Prime Minister Ismail Sabri Yaakob’s administration had been expected to present a moderately expansionary budget and offer incentives for voters after he raised the prospect of an early election that would be held this year.
But the drop in planned spending for 2023, including proposed reduced subsidies, underscores the fiscal pressure faced by Malaysia this year amid declining revenue and record-high subsidy costs.
In economic and fiscal outlook reports released ahead of the finance minister’s budget speech in parliament, the government said it was taking a cautious approach to a “challenging” 2023 due to political tensions, rising global inflation, tightening financial conditions, and supply chain disruptions.
“The 2023 budget aims to provide favourable conditions and ensure a balance between economic needs and fiscal consolidation,” Finance Minister Tengku Zafrul Aziz said in the fiscal outlook report.
Malaysia will develop appropriate policies to address any external shocks, he said.
In the two reports, the government revised up its 2022 gross domestic product (GDP) forecast to 6.5%-7% from a previous range of 5.3% to 6.3%, but expected growth to slow next year to 4%-5%.
Strong domestic demand, new and ongoing infrastructure projects, and a vibrant services sector will offset some of the risks from the global slowdown, it said.
The government plans to spend 372.3 billion ringgit ($80.08 billion) in 2023, down from an estimated 385.3 billion ringgit this year, according to the reports.
Revenue was seen declining 4.4% to 272.6 billion ringgit in 2023, while the fiscal deficit will likely narrow to 5.5% of GDP from a projected 5.8% this year, the reports said.
In his budget speech in parliament, Zafrul said the government will allocate 10.3 billion ringgit ($2.22 billion) in cash and welfare aid to low-income households.
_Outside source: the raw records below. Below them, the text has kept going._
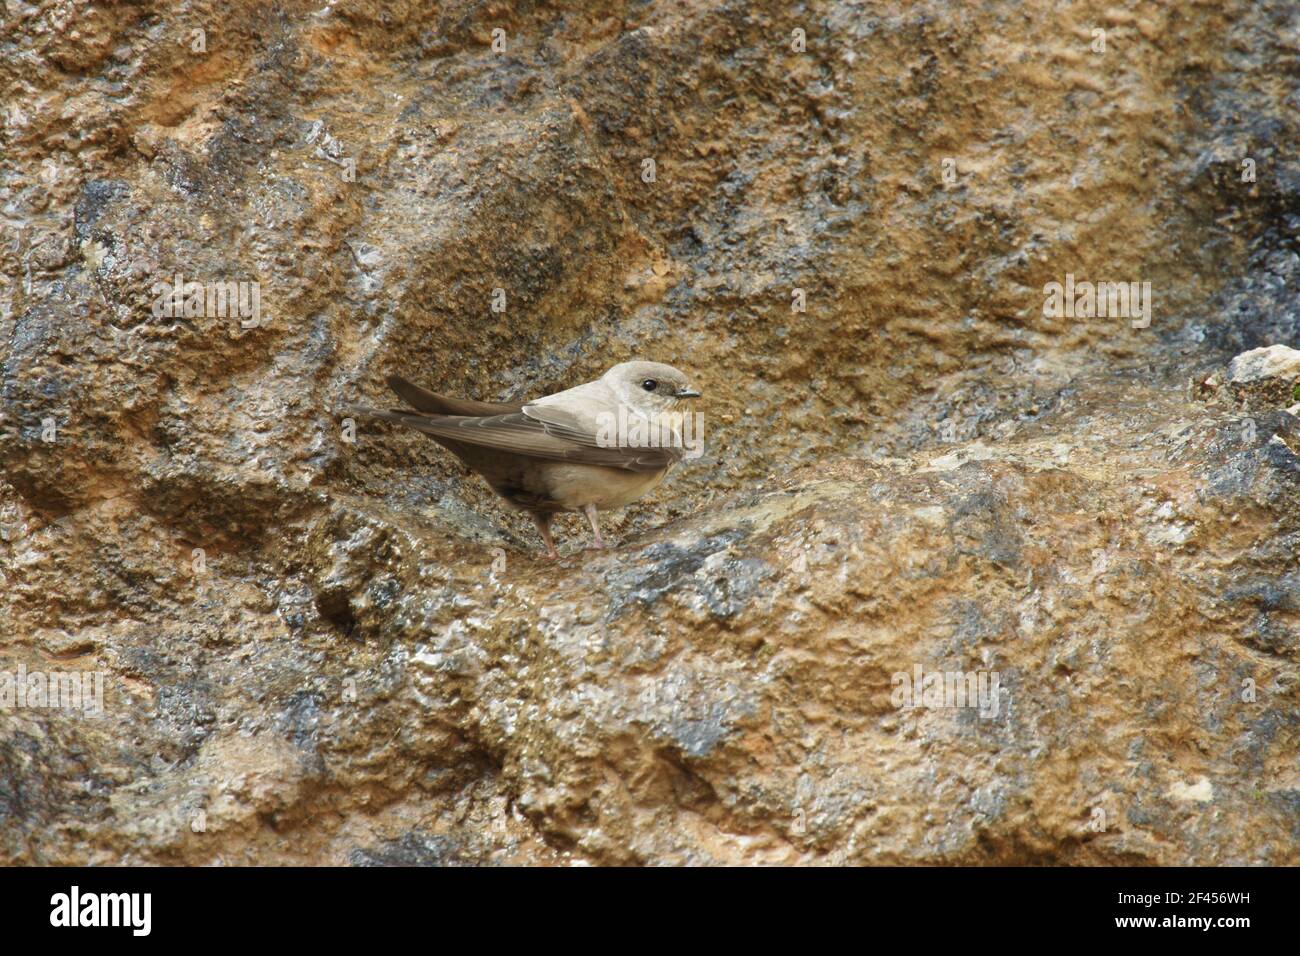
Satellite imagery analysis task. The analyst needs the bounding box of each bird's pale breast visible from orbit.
[541,462,670,510]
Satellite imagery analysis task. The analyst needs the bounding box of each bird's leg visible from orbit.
[582,503,605,550]
[531,512,560,560]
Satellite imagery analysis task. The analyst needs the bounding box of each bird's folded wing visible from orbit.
[368,408,680,473]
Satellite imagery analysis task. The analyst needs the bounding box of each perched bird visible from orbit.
[353,361,702,559]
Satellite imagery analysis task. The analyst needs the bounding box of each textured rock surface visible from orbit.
[1,0,1297,864]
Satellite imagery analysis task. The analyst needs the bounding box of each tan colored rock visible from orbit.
[2,0,1298,865]
[1229,346,1300,384]
[1225,346,1300,409]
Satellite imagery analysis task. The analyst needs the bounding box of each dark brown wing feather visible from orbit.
[359,408,679,473]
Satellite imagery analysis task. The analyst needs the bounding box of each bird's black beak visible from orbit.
[676,388,702,399]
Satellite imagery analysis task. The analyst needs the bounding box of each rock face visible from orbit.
[1,0,1297,865]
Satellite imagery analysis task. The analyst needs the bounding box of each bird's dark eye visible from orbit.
[641,379,658,392]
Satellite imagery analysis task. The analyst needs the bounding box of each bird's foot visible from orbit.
[531,512,561,561]
[581,504,606,553]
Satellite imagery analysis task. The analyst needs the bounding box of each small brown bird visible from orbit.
[354,361,702,558]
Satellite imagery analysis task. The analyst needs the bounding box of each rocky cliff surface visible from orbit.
[1,0,1297,864]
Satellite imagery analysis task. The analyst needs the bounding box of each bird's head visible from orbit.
[602,361,701,415]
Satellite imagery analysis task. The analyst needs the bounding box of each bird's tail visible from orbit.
[342,405,429,427]
[384,374,523,417]
[341,374,523,429]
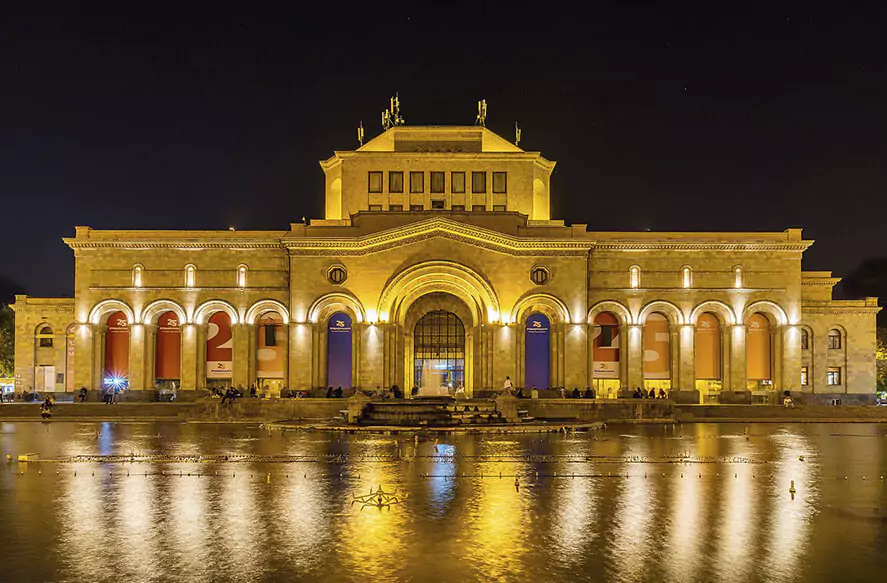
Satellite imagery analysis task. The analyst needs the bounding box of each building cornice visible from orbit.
[64,239,285,250]
[593,242,812,252]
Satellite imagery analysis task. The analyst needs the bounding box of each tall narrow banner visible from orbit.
[643,312,670,379]
[694,312,721,380]
[326,312,352,389]
[257,313,285,379]
[156,311,181,380]
[593,312,620,378]
[206,312,233,379]
[104,310,130,384]
[525,313,551,390]
[747,313,771,380]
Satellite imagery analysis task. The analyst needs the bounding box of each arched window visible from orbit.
[800,328,810,350]
[828,329,842,350]
[132,264,144,287]
[681,265,692,288]
[747,313,772,388]
[236,264,248,288]
[733,265,743,289]
[629,265,641,289]
[184,264,196,287]
[37,326,54,348]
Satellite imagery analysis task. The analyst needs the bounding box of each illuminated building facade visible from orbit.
[11,125,881,402]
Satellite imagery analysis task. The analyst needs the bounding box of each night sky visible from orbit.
[4,3,887,301]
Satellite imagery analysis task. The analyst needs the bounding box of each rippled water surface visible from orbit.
[1,422,886,582]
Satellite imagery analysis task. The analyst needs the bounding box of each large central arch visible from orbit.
[378,260,500,326]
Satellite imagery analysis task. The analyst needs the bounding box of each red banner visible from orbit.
[156,311,181,380]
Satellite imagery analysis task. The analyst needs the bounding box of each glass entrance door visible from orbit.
[414,310,465,393]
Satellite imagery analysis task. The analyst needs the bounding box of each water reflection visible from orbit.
[0,423,883,582]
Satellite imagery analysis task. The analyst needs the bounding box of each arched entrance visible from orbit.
[694,312,722,402]
[256,312,286,397]
[524,313,550,391]
[592,311,621,398]
[155,311,181,391]
[104,310,130,390]
[326,312,353,390]
[747,312,772,391]
[413,310,465,396]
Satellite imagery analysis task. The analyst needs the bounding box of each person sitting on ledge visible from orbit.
[515,387,524,398]
[325,386,333,398]
[531,385,539,399]
[658,388,666,399]
[78,387,88,403]
[411,386,419,397]
[391,385,401,399]
[633,387,643,399]
[572,387,581,399]
[584,387,593,399]
[334,386,343,398]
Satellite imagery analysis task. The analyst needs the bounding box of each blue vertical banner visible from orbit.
[327,312,353,388]
[525,313,551,390]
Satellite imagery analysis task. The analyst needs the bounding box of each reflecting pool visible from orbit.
[1,422,885,582]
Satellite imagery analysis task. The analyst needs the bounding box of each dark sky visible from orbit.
[4,2,887,300]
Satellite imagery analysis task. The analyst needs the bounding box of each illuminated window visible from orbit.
[828,329,842,349]
[492,172,507,193]
[236,264,248,288]
[132,264,144,287]
[681,265,692,288]
[368,171,383,193]
[471,171,486,193]
[389,171,404,193]
[368,204,382,211]
[800,366,808,386]
[492,204,506,212]
[451,205,465,211]
[431,199,445,210]
[629,265,641,289]
[801,329,809,350]
[451,172,466,194]
[184,264,196,287]
[410,171,424,193]
[410,204,423,211]
[471,205,485,212]
[733,265,743,288]
[389,204,403,211]
[430,171,445,194]
[37,326,54,348]
[827,367,841,385]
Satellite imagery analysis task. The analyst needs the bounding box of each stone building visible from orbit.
[11,125,881,403]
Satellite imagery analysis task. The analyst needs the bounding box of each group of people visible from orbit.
[103,386,122,404]
[632,387,668,399]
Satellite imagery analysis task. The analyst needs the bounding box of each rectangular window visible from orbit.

He also said income tax rates will fall by 2 percentage points.
The government also vowed to consolidate the country’s fiscal position by embarking on a review of public expenditure and a plan to reduce broad subsidy measures to one targeted towards vulnerable groups.
It expects to spend 42 billion ringgit for subsidies and social assistance next year, lower than this year’s record 77.7 billion ringgit.
“This is in line with the government’s commitment to maintain fiscal prudence and discipline in order to ensure fiscal sustainability in the long term,” the government said in its reports.
Economists at Barclays Research said that if an election is held soon there may not be enough time for parliament to approve the budget, which could delay the government’s fiscal consolidation plans.
“In addition, the prospect of an early election should keep the government’s focus on supporting growth and capping prices, skewing fiscal risks higher,” the economists said in a note.
“These dynamics imply risks of higher rates, steeper curves and a weaker (ringgit), especially given an unsupportive global backdrop.”